How is tuberculosis not spread?
It is not spread only by physical contact with clothing or other belongings that the infected patient has touched or worn. The bacterium that causes this disease is very little resistant when it is outdoors, so it quickly dies, since it is very sensitive to sunlight, heat and ultraviolet light.
It also dies when it comes in contact with some disinfectants.
Is it easy to get tuberculosis?
In healthy people, with healthy immune defenses, it is not too easy to get infected, although, obviously, it also infects healthy people. The defensive system of healthy people who come into contact with the bacillus usually eliminates it without the person being aware in most cases. In addition, tuberculosis is not spread by occasional contact, since this bacterium survives a very short time in the air.
Normally, tuberculosis requires closer, repeated and lasting contact in order to infect.
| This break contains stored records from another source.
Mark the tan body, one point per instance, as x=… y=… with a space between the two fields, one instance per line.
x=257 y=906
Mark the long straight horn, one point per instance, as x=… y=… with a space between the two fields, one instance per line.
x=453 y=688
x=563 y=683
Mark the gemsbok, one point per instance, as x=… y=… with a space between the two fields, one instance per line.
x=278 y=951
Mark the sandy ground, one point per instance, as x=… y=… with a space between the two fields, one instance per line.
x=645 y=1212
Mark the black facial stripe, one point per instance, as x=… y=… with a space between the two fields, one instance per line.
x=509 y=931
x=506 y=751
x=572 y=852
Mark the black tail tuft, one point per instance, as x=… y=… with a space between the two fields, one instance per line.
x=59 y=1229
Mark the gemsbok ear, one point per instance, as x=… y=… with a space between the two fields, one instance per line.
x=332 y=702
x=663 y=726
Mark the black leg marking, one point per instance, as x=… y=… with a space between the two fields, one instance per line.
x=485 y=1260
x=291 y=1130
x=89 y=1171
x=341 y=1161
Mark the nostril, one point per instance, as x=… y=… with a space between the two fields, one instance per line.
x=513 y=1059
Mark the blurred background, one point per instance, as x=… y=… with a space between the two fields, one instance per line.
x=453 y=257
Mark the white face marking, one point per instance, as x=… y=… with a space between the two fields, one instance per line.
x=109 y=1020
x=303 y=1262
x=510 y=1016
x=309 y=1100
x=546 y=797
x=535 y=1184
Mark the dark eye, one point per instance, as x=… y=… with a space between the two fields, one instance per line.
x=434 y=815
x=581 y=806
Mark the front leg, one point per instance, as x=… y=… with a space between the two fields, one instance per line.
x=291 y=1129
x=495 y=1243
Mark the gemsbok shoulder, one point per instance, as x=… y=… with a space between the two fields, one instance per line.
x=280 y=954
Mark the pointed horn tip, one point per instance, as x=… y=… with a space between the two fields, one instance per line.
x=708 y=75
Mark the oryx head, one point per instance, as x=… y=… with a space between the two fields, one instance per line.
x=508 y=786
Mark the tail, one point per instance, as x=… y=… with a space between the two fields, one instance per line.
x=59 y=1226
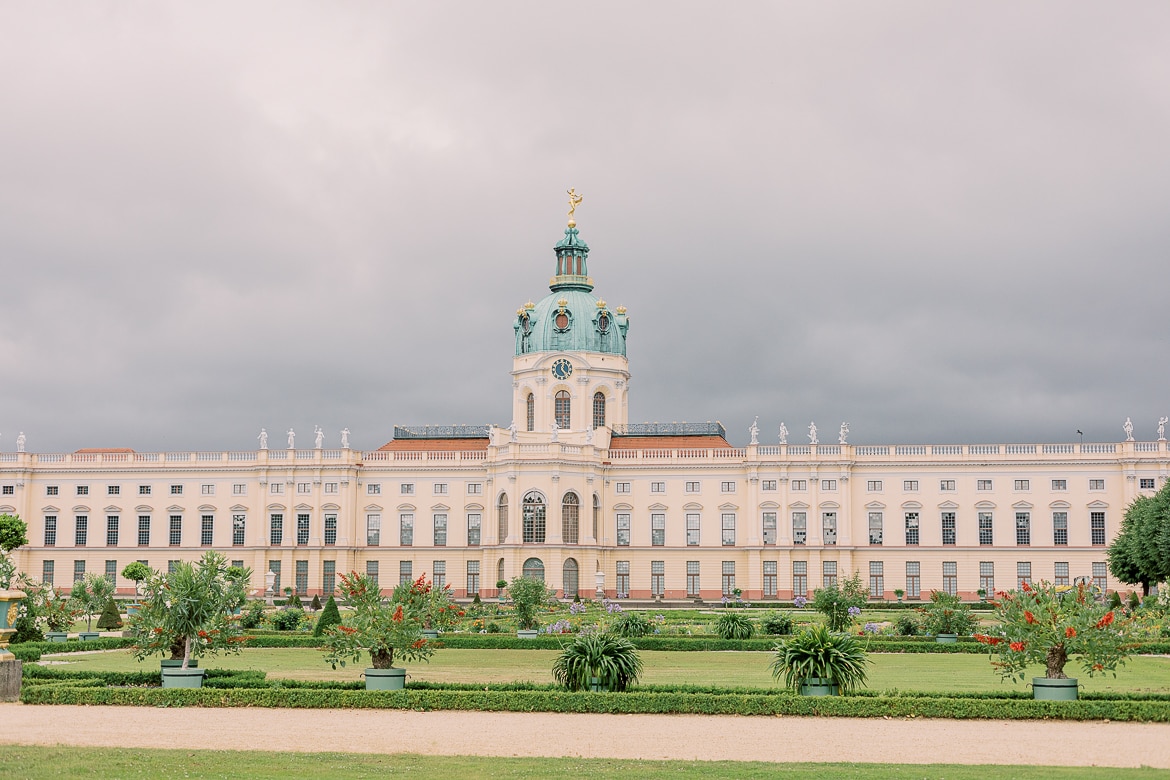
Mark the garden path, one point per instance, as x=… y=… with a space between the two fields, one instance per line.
x=596 y=736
Who is mainly affected by tuberculosis?
The spread of tuberculosis can affect anyone, although there are some people who have a higher chance of getting it:
- More fragile people like young children and the elderly. Young children have not yet developed their defenses, and older people often have weaker
- Persons 15-30 years of age who maintain closer contact with persons of their age
- People who live in houses with poor ventilation or poor hygiene and, within this group, in people who live in large cities.
- People who have frequent contact with the disease (people who live in places where this disease is widespread, health professionals who are in contact with tuberculosis patients,etc.)
- People who come into contact with very virulent strains of tuberculosis.
- People who are immunocompromised. Among these we have the following: AIDS,Diabetes, or Cancer patients, patients receiving medication against immune diseases (like lupus, psoriasis, arthritis, ulcerative colitis, etc.) People who receive organ transplants, and people who receive radiation therapy.
- People with alcoholism.
- Malnutrition produces weakness in the body that is exploited by tuberculosis to proliferate.
- Strict vegetarians with deficiencies in vitamin B12, vitamin D, or iron.
- People with diabetes.
- People with liver cirrhosis
- People with chronic kidney failure.
- People who have had some type of gastrointestinal surgery
- People who have viral diseases (flu, bronchitis, measles, whooping cough,etc.)
- People who live in unsuitable or poor hygiene conditions.